A $450,000 lawsuit says that immediately after Rudolph, movie director Paul Anderson and their baby moved into the third-floor condominium loft apartment they were renting in SoHo last month, something began chewing on them at night.
"The plaintiffs were bitten over portions of their bodies by bedbugs," the court papers say. "Apparently unbeknown to plaintiffs, the premises were infested with bedbugs."
Rudolph, in her seventh season on the NBC variety show, and Anderson, director of "Boogie Nights," had been told the apartment was "perfect" and was in a "first-class luxury" building, their court papers say.
The couple had signed a $13,500-a-month lease, paying two months' rent and a month's security as well as a month's rent as a broker's commission, say papers filed Wednesday in Manhattan's state Supreme Court.

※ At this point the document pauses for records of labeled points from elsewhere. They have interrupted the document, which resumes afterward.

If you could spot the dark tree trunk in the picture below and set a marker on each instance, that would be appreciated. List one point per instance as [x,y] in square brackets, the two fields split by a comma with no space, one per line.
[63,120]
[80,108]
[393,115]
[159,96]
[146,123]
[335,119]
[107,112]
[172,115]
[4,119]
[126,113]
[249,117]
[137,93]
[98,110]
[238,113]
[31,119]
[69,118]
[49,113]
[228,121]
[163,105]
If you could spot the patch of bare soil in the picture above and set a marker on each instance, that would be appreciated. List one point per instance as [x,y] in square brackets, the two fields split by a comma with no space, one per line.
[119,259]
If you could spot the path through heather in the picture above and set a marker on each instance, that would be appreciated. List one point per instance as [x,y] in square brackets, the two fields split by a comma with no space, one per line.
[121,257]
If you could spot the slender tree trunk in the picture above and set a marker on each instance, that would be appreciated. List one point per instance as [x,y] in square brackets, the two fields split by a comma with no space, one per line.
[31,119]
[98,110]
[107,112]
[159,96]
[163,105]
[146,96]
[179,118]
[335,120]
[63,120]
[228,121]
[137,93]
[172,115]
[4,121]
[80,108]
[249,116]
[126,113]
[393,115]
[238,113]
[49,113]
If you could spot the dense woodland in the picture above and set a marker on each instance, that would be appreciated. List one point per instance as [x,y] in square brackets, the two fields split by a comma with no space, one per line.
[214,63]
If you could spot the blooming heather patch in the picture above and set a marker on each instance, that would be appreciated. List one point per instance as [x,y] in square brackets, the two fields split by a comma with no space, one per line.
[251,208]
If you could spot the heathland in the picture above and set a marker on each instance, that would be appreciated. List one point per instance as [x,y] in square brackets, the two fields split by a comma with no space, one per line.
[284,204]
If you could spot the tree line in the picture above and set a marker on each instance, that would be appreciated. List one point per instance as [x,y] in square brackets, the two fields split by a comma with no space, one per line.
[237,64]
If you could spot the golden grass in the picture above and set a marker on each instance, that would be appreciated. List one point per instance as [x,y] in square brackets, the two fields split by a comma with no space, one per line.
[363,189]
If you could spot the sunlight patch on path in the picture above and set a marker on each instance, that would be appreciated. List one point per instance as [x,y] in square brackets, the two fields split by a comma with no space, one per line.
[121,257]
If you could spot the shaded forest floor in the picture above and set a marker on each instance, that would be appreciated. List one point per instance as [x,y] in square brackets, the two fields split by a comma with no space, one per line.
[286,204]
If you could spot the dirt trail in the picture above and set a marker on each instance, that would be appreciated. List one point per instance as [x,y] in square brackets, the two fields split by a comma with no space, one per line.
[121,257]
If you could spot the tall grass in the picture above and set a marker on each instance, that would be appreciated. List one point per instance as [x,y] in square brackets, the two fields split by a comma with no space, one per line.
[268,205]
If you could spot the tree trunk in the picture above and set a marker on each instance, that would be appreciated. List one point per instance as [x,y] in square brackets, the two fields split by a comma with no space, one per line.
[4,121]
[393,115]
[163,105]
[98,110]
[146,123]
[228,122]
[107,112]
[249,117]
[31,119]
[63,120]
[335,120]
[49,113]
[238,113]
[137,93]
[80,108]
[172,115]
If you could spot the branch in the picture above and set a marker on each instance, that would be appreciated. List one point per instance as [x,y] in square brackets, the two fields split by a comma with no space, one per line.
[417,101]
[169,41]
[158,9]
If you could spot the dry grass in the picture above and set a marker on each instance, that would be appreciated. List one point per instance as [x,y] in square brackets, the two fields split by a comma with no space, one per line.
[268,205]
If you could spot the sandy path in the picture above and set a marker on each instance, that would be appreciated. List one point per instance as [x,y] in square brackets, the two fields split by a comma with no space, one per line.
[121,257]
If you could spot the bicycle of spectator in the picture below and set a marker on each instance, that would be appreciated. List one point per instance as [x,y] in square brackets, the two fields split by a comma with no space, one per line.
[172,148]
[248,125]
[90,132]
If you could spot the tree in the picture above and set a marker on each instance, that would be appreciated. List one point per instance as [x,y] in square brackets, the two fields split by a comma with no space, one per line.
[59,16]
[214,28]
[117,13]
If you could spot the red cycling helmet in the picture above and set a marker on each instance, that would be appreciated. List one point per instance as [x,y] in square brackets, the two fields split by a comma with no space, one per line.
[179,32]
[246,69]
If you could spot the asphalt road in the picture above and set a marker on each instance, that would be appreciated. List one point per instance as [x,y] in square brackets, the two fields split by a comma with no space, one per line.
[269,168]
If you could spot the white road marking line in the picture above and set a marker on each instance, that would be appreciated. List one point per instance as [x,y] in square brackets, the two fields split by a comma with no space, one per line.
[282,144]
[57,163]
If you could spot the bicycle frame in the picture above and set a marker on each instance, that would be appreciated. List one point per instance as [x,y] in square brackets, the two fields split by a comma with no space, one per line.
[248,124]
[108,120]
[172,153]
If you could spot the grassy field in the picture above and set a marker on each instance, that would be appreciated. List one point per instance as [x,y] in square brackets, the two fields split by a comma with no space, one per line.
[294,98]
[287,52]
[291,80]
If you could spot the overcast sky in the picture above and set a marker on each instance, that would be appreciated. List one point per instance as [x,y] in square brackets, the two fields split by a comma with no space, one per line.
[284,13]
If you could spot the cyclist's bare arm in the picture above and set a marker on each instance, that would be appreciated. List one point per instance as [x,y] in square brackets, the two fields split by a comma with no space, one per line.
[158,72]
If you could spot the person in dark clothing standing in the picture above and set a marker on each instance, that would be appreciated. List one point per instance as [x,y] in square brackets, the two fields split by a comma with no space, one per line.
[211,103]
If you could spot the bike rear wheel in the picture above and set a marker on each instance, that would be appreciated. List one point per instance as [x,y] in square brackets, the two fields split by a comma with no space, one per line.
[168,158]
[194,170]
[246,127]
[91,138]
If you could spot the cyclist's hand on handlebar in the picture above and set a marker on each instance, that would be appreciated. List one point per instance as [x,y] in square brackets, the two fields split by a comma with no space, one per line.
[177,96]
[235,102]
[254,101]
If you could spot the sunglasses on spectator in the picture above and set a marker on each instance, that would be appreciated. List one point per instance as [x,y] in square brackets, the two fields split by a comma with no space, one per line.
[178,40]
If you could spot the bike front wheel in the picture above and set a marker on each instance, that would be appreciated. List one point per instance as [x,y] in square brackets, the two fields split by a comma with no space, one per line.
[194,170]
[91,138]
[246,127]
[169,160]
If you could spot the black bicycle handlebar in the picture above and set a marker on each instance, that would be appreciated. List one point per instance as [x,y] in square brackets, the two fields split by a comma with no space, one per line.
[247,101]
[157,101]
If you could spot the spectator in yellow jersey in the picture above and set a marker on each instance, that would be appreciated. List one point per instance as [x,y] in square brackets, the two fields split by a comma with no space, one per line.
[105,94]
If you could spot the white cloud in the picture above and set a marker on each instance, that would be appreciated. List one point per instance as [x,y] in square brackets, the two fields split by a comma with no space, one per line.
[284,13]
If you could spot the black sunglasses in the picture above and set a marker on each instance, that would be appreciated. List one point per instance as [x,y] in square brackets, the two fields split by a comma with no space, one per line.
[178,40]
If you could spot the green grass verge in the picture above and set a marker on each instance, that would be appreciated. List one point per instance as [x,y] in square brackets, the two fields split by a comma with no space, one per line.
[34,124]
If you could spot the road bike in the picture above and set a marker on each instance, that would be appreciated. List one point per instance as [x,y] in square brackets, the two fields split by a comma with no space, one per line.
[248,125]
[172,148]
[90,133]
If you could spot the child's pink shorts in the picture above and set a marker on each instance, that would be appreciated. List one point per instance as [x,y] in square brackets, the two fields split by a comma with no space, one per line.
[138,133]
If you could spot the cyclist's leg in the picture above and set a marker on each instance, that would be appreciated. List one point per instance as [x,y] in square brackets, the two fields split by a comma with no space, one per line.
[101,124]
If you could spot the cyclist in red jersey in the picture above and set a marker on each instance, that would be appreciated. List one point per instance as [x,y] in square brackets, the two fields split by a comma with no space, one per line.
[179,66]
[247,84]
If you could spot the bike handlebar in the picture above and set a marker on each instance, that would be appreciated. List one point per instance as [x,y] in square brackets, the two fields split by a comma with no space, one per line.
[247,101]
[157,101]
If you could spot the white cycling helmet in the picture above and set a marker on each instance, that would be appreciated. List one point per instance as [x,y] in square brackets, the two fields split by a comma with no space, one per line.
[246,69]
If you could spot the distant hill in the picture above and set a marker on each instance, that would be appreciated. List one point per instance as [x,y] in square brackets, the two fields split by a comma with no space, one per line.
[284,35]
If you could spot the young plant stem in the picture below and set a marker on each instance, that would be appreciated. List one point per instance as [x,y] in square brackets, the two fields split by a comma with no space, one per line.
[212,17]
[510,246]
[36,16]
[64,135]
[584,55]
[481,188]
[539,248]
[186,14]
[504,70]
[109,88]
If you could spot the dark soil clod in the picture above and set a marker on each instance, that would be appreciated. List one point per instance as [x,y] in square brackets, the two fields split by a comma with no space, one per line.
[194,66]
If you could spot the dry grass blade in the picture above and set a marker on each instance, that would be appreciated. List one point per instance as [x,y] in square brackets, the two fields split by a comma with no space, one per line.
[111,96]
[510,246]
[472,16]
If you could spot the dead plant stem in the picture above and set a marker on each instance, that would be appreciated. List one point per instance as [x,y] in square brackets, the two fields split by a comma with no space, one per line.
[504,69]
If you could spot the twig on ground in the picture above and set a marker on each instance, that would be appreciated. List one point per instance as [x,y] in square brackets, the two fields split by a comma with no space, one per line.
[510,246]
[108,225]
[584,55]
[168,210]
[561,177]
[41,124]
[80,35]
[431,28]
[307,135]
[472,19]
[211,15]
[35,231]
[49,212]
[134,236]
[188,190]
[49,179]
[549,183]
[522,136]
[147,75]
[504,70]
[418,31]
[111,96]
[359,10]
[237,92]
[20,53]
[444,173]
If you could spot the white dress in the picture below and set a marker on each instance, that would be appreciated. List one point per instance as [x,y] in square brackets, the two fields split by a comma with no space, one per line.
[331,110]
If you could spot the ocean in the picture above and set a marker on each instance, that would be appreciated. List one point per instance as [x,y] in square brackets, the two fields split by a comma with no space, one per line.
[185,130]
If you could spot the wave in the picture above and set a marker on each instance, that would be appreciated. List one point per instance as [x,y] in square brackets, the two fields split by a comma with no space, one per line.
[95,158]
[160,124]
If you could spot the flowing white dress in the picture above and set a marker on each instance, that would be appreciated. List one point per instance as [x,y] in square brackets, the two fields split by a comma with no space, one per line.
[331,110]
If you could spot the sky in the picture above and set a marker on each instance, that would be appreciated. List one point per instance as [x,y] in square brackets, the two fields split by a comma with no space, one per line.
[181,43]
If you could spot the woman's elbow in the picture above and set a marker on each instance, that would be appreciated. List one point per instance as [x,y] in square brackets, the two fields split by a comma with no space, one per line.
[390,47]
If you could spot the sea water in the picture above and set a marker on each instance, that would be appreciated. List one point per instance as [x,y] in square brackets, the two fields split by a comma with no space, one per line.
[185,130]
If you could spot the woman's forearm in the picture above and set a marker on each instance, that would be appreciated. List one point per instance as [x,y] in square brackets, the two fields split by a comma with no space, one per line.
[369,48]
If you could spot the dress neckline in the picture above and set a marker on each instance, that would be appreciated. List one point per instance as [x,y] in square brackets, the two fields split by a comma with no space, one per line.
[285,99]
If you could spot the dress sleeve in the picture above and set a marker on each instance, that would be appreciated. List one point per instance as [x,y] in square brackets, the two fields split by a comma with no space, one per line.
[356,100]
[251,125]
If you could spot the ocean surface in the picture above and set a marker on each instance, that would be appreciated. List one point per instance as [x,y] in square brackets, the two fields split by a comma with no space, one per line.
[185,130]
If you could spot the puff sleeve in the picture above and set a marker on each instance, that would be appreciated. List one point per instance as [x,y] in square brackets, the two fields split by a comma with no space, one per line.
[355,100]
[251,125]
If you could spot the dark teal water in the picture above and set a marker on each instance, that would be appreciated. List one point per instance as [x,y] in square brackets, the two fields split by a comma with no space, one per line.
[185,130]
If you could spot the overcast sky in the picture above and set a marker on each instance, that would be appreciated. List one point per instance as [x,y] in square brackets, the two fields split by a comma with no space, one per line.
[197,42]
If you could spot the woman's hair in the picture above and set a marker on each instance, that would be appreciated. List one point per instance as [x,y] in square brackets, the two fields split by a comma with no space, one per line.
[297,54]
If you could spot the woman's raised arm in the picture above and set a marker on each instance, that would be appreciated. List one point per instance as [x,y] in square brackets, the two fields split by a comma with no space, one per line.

Almost as bad as the bedbugs, court papers say, was that the couple were unable to flee the infestation conveniently because the elevator was out of order for at least six of their first 11 days in the building.
After Rudolph and Anderson complained, an exterminator showed up on Oct. 17 and advised them to leave, at least for a few weeks, for the sake of their year-old baby. They left and never returned, said their lawyer Kenneth J. Glassman.
The lawsuit names Halstead Property LLC, the broker, and Francis Feeney, the owner of the apartment, as defendants. It seeks a total of $450,500 in compensatory and punitive damages, repayment of rent and broker's fees and legal fees.
Robyn Kammerer, director of communications at Halstead, said she had no comment on the lawsuit.
Feeney, who has a residence in Palm Beach, Fla., had an unlisted telephone number.